David Hammond


In the unlikely event you’ve never eaten General Tso’s Chicken, it’s a platter of the breaded and deep-fried fowl, served in a pool of sweet brown gravy, usually with broccoli.

For the American palate, General Tso’s Chicken (GTC) is a winning combination, in part because chicken is so popular, recently surpassing beef as the most consumed meat in the United States, and we Americans also like fried food as well as gravy and sweet flavors, and the gravy on fried chicken in a plate of GTC glistens with sugariness.

GTC is sometimes deemed “inauthentic” because, like chop suey and egg food yung, it was not born in China. GTC was invented in the United States, New York specifically, sometime in the 70s. All of which makes some recent charges of cultural appropriation seem a sterling example of uninformed outrage.

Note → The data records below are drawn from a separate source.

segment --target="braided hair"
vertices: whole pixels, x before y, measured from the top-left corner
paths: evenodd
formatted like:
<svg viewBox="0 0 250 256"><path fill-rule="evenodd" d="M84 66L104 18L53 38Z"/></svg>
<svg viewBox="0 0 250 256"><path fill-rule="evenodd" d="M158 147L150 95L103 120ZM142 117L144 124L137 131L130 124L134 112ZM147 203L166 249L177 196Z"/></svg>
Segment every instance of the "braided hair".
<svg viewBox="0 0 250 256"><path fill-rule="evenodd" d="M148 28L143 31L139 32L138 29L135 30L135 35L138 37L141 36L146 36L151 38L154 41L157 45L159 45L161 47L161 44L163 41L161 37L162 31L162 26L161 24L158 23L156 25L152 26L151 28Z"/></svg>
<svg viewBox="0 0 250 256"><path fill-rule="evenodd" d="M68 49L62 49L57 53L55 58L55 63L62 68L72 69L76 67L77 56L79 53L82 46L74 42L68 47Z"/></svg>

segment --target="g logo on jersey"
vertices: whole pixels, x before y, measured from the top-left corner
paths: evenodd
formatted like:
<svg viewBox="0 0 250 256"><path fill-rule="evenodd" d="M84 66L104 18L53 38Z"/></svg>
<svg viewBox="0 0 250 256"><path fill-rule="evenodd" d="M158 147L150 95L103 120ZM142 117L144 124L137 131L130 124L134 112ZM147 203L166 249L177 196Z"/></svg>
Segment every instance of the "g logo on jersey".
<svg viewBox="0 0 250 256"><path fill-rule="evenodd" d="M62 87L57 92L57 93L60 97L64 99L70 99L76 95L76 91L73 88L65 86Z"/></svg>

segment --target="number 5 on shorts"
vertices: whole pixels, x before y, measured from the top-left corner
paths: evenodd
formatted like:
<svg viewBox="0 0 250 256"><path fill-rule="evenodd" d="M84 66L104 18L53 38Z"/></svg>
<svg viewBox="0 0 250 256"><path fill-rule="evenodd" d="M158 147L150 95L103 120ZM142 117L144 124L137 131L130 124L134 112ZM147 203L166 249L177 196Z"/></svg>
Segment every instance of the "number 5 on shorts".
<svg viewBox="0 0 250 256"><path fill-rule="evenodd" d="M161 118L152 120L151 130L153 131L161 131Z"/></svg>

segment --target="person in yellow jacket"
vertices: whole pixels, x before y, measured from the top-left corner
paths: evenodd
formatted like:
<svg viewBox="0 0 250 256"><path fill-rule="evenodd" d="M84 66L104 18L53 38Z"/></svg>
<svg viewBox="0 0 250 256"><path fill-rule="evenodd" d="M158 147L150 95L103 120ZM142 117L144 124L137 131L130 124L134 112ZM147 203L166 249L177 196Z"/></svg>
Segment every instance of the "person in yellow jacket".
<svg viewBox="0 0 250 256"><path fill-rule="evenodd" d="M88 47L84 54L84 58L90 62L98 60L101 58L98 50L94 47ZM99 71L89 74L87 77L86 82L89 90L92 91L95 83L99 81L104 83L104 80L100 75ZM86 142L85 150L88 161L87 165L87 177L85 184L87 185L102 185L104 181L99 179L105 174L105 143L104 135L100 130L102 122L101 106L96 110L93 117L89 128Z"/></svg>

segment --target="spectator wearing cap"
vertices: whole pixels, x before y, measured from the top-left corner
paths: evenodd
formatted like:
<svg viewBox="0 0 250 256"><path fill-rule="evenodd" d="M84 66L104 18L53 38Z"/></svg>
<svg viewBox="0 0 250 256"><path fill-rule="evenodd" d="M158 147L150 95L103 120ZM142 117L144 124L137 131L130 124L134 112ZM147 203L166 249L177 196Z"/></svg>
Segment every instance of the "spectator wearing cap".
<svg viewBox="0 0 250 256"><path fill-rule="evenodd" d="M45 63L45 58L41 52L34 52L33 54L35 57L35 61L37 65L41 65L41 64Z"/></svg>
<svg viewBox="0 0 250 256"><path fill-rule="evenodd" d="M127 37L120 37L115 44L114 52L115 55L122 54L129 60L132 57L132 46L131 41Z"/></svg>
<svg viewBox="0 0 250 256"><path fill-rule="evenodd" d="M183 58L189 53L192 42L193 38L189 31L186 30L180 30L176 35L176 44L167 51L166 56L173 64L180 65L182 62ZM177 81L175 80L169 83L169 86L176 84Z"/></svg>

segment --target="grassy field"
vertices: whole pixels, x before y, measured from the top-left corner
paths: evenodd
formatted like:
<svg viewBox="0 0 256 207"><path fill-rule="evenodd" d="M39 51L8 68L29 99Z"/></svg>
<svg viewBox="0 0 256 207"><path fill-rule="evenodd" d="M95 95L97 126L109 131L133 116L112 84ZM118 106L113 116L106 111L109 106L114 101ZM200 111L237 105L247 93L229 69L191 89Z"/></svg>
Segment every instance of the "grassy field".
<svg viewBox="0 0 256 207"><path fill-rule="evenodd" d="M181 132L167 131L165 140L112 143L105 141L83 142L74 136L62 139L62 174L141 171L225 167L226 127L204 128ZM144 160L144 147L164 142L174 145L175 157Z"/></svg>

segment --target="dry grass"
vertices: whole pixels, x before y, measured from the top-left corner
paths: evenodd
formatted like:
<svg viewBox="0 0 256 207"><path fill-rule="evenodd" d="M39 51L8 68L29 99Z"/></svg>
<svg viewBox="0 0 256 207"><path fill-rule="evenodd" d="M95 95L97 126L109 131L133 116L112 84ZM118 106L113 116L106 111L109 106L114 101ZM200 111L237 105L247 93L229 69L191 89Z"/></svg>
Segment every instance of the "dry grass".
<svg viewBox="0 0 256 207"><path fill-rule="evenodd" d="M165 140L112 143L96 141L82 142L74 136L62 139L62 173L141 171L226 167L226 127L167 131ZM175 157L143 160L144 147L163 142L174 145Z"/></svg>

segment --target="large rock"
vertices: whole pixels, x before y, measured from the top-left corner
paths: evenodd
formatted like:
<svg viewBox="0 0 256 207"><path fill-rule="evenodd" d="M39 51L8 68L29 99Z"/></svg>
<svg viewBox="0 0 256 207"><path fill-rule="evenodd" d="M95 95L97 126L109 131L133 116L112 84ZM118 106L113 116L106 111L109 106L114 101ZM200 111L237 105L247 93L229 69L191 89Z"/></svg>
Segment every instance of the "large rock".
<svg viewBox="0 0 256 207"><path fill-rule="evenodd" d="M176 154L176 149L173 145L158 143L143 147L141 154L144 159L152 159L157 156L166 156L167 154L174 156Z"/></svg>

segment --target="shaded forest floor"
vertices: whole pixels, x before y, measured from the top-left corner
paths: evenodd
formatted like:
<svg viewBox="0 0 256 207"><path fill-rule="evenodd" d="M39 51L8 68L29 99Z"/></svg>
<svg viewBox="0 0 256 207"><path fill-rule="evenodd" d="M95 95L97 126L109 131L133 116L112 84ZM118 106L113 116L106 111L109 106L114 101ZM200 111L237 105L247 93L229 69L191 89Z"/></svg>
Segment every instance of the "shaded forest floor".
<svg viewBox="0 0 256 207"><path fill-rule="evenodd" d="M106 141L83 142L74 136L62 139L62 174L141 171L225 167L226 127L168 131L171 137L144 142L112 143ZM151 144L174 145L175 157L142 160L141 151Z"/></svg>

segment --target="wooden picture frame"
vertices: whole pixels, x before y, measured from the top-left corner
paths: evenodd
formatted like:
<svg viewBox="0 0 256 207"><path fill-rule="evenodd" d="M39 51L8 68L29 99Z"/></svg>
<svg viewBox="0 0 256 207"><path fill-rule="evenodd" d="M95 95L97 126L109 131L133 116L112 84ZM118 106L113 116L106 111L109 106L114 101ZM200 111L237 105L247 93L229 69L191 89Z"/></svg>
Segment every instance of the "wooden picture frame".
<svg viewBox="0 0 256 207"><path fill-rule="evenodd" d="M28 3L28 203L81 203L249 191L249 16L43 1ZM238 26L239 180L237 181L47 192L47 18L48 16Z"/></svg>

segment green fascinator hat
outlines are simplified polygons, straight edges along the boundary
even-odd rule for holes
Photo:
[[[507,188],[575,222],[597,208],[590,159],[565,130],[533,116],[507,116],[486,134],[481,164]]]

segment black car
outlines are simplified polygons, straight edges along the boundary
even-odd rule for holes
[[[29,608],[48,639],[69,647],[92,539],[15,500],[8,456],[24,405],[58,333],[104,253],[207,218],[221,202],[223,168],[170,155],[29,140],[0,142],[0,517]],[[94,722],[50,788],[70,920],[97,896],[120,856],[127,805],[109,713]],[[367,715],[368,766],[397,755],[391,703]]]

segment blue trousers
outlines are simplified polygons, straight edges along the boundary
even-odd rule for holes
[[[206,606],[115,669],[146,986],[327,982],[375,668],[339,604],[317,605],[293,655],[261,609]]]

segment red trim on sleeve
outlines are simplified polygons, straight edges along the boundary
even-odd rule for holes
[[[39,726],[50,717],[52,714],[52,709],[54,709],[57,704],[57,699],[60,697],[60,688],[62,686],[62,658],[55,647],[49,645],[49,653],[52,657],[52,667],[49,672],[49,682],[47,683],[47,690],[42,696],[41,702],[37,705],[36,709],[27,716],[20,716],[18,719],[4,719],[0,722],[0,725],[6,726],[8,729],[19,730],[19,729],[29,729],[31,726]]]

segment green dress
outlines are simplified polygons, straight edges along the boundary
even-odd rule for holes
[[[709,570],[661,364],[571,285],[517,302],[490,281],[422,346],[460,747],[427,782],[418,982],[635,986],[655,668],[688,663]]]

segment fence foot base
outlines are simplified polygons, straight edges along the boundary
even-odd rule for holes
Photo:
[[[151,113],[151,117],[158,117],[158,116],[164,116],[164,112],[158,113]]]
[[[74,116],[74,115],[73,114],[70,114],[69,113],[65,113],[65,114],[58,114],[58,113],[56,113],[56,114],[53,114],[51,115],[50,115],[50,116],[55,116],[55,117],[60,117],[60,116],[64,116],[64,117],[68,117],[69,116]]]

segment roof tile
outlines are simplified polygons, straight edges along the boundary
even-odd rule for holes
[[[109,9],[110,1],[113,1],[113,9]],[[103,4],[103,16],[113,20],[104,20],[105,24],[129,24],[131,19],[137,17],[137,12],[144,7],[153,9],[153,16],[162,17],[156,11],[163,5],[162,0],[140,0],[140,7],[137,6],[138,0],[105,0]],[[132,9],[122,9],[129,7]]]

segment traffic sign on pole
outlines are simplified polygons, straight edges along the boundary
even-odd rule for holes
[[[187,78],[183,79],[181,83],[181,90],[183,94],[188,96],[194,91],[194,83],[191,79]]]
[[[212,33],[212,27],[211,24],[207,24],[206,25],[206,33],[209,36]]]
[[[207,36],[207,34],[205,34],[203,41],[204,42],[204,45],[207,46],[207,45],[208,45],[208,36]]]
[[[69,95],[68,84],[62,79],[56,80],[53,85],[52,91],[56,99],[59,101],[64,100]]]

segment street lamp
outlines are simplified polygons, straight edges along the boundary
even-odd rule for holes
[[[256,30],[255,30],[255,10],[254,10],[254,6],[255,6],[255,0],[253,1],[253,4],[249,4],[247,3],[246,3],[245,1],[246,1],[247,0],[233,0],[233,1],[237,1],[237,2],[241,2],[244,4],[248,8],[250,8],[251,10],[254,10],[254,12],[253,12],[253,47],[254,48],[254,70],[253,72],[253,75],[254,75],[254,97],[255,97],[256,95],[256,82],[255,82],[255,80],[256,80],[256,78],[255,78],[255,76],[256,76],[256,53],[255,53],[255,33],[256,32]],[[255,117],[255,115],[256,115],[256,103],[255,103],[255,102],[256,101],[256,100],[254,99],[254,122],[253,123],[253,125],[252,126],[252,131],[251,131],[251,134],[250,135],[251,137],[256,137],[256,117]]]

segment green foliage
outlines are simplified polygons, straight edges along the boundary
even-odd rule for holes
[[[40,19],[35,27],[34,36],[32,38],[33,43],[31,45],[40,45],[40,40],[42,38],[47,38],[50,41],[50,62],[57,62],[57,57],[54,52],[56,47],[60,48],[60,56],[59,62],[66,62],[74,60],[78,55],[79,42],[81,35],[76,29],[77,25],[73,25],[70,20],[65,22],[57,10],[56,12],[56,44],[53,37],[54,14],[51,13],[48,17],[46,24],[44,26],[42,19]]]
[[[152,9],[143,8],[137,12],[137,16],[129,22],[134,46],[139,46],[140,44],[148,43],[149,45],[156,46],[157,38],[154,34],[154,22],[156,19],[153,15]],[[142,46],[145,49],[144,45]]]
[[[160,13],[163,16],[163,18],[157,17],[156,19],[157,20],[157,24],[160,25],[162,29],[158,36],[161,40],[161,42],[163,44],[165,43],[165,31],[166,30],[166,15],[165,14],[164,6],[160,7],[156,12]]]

As reported in the Oberlin Review:

“Prudence Hiu-Ying, a College sophomore…cited an instance when Stevenson [the dining hall] was serving General Tso’s chicken, but…instead of deep-fried chicken with ginger-garlic soy sauce, the chicken was steamed with a substitute sauce, which Hiu-Ying described as “so weird that I didn’t even try.” 

Dear Prudence probably thinks the GTC she enjoyed as a child is the one and true authentic version of the dish.

GTC is a traditional Chinese-American food, and it’s fair to say that the version served at New Star in Elmwood park is “authentic” to the extent that it reflects that recent tradition.

Alas, for me, GTC is not very good: it’s too fried, too gravy-gloppy, too sweet, too one-dimensional. This is not at all a criticism of New Star, which does a credible rendition of the dish. And the price is right; at lunchtime, for under $10 (tax included), you get soup, eggroll containing requisite peanut butter, main course with rice, tea and de rigueur almond and fortune cookies, a very good deal. We like New Star, but we don’t ever need to order GTC again. There are many better things to eat there (we like the chicken chow mein).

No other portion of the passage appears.